Bibbero Systems owner Mike Buckley said that the accused, 43-year-old John C. Sheehan of Rohnert Park, has been with his company for more than 15 years and had become a trusted employee.

"He was the nicest guy you'd ever want to meet but he apparently had us all bamboozled. Our employees were all distraught when they found out about it last week," said Buckley. "They were decimated. They all trusted him and thought they knew him well. His closest friends couldn't even begin to understand how he could do such a thing."

Buckley took over Bibbero Systems in 1972 and moved the San Francisco company to Petaluma ten years later. Locally, Bibbero is known as a family-owned company with a reputation for treating its customers and employees very well.

Petaluma resident Audrey Leytem-Whitbeck worked for Bibbero back in 1982 when the company first arrived in town and said she can still remember the positive environment the company provided.

"The company was tight-knit with employees who really seemed to care about one another," Leytem-Whitbeck said sadly. "It was a really wonderful environment to work in and I'm shocked that someone could take advantage of them like this."

A longtime customer of Bibbero's named Daniella Bonovitch-Goss said in a Facebook post that the company always provided wonderful customer service. "I am really sad to hear this. What a shame," she said.

According to lead investigating police detective Paul Gilman, Sheehan — whose original name is John Christopher Schoenthal — bilked Bibbero Systems out of more than $1 million and counting by creating a fake company in 2006 that billed Bibbero for office supplies, equipment and materials that were never provided to the business. Items billed to Bibbero included computers, laptops, servers, and other expensive office equipment that never made it to the company.

"Bibbero is a $30 million a year operation," Gilman said. "It looks like Sheehan basically doubled the IT orders for the company and pocketed the extra payments."

Sheehan allegedly cashed the checks in his name and used some of the money for a lavish home makeover that included multiple flat screen TVs, two Jacuzzi hot tubs and expensive home landscaping.

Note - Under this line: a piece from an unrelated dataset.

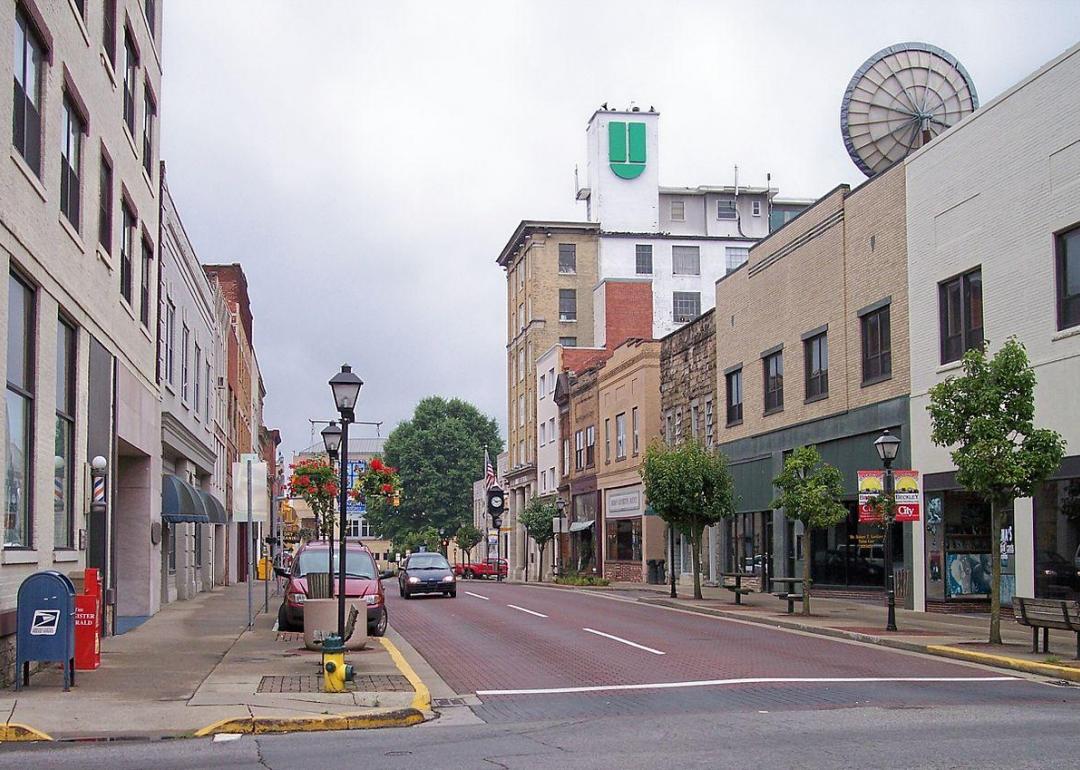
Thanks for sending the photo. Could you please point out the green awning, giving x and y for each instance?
(180, 501)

Petaluma police said that the embezzlement, which first began six years ago, was reported on July 26. Gilman called the scheme elaborate.

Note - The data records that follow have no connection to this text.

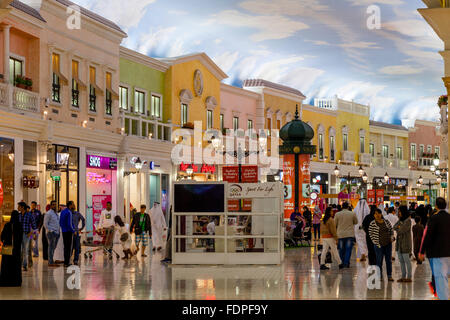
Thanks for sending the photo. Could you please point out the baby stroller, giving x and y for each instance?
(106, 245)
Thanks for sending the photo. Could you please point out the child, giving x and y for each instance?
(417, 237)
(125, 237)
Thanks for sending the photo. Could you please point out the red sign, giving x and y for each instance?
(371, 197)
(230, 174)
(1, 192)
(203, 169)
(249, 174)
(380, 197)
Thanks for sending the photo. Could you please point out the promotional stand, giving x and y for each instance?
(253, 235)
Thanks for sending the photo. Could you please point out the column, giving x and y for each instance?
(18, 167)
(6, 30)
(120, 188)
(82, 181)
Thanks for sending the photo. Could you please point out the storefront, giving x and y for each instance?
(6, 177)
(101, 187)
(197, 172)
(62, 174)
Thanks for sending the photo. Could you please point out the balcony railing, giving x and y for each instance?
(347, 156)
(25, 100)
(364, 158)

"This one was pretty well-though out," Gilman said. "He didn't steal from people who weren't intelligent; he stole from people who trusted him."

According to police, Sheehan was arrested on Aug. 2 and is being held in county jail on a $1 million bail. He has been charged with eight felony counts, including grand theft and possession of stolen property.

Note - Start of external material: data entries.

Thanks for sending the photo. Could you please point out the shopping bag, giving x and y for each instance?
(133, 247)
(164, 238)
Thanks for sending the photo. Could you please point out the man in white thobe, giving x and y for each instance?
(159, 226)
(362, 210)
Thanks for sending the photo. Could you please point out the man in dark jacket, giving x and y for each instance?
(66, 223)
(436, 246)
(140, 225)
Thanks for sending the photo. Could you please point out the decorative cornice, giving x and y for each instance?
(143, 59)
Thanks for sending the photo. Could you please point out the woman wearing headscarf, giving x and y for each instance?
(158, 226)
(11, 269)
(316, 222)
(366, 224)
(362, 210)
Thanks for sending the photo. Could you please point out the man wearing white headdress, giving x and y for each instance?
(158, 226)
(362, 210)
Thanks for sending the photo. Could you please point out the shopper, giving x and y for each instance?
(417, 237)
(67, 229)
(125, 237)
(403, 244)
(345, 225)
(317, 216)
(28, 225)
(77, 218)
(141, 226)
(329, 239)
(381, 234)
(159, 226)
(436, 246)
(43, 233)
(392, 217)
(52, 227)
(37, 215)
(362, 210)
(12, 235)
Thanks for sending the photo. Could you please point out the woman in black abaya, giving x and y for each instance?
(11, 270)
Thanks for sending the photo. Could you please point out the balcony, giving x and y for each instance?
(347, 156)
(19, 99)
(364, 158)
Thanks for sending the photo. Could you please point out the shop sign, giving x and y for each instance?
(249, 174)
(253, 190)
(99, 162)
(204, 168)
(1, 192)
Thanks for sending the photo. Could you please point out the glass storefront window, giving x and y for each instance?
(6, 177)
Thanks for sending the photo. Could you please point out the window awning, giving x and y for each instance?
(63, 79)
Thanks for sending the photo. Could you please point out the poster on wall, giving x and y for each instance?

Sheehan appeared in court on Aug. 10 and pleaded not guilty to all charges.

According to Buckley, Bibbero Systems, which specializes in selling medical office files, paper charts and other supplies, has been struggling ever since medical offices began converting to electronic record keeping.

"It's terribly sad that a struggling company, that has been trying to keep employees as long a possible, has someone it trusts pull the rug out from underneath it," Buckley added somberly.

Buckley admitted that his trust for Sheehan clouded his better business judgment and that he allowed Sheehan to invoice the company for items without ever checking to make sure they had received the products.

"I can just tell you that I let my guard down," he said remorsefully. "Especially since we trusted the individual running our computer systems. It was an expensive lesson."

Investigators are still trying to locate any money Sheehan may have stashed and are hoping to force a restitution payment. Neither Gilman nor prosecutor Amy Ariyoshi would comment on how much embezzled money, if any, they have located.

"Certainly — at the conclusion of the case — if there are convictions we will be asking the court to award restitution from the defendant," said Chief Deputy Bill Brockley of the District Attorney's office. If convicted, Sheehan faces up to 12 years and eight months in prison.